Eine überraschend lebendige Mimik und Gestik sowie das vielversprechende Film-Noire-Setting der 1940er Jahre konnten im Vorfeld der Veröffentlichung einige Erwartungen wecken…
Und tatsächlich gelingt
es den Großteil der Erwartungen noch zu übertreffen, denn die Protagonisten wirken authentisch und sind nuanciert in Szene gesetzt: in Folge der überaus lebensechten Gesichtsanimationen lässt sich mit Fug und Recht behaupten, dass mit "L.A. Noire" eine neue Ära der grafischen Umsetzungen von Charatker-Mimik eingeläutet wird. Gerne kann dabei über die eine oder andere "Kinderkrankheit" hinweggesehen werden. So werden einige Anzeichen für nicht schlüssige Körpersprache (bei Lügen oder Halbwahrheiten) häufig sowie übertreiben überzeichnet inszeniert.
Die Story dreht sich vordergründig um den
Werdegang des Polizisten Cole Phelps, angefangen von dessen Zeit als einfacher Streifenpolizist bis hin zu seinem Aufstieg in das Morddezernat der Los Angeler Stadtpolizei. Mit fortwährender Spieldauer merkt man jedoch schnell, dass sich durch die einzelnen Fälle, welche in der Haut von Phelps gelöst werden, die verschiedenen Mosaiksteine nach und nach zu einem großen Ganzen zusammenfügen. Bemerkenswert: Spieler, die sich nach einem Setting abseits von der üblichen klischeehaften Schwarz-Weiss Malerei bei der Charakterzeichnung gesehnt haben, werden mit "L.A. Noire" nun endlich aus dem Vollen schöpfen können, denn im L.A. des Cole Phelps gibt es kein Gut oder Böse, es regieren die „Shades of Grey“. Alle Charaktere verfolgen derene eigene Agenda und viele davon haben etwas zu verbergen – oder sie versuchen es zumindest.

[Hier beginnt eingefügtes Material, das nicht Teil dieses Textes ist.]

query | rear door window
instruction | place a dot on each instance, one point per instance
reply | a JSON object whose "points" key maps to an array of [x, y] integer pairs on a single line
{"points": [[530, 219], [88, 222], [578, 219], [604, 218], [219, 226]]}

In insgesamt 21 Kriminalfällen
spürt man dabei aus der (Schulter-) Perspektive des Cole Phelps Beweise auf, befragt Zeugen und verhört Verdächtige um schließlich den Hauptverdächtigen ins Gras beißen zu lassen oder festzunehmen. Geortete Hinweise werden dabei automatisch in das Notizbuch eingetragen und können jederzeit abgefragt werden. Verhöre folgen grundsätzlich dem Multiple-Choice Ansatz und bieten stets die Wahl zwischen Wahrheit, Lüge oder Zweifel. Konfrontiert man Verdächtige oder Zeugen mit der Behauptung zu Lügen muss dies jedoch umgehend mit den zuvor georteten und im Notizbuch archivierten Beweisstücken untermauert werden, da die konfrontierten Konterparts ansonsten die Kooperation verweigern. Die manchmal etwas kniffligen Verhörsituationen bieten zwar nicht immer auf Anhieb Erfolgserlebnisse, verhelfen jedoch durch deren Authentizität dem Titel zu einem durchwegs hohen Spannungsbogen. Ein weiterer Atmosphäre-Pluspunkt wird mit dem authentischen Nachbau des L.A. der 1940er Jahren geboten, angefangen von dutzenden Nebenaufgaben bis hin zu dem beindruckenden Oldtimer-Fuhrpark und der ansehnlichen Architektur der Straßenzüge. Lediglich der fehlende Multiplayer-Modus sowie die (in Folge der streng nach Drehbuch ablaufenden) fehlende Freiheit bei den Verfolgungsjagden, und einige (wenige) Logikfehler bei Verhören trüben den Blick von Rockstars "Film-Noire"-Spektakel geringfügig.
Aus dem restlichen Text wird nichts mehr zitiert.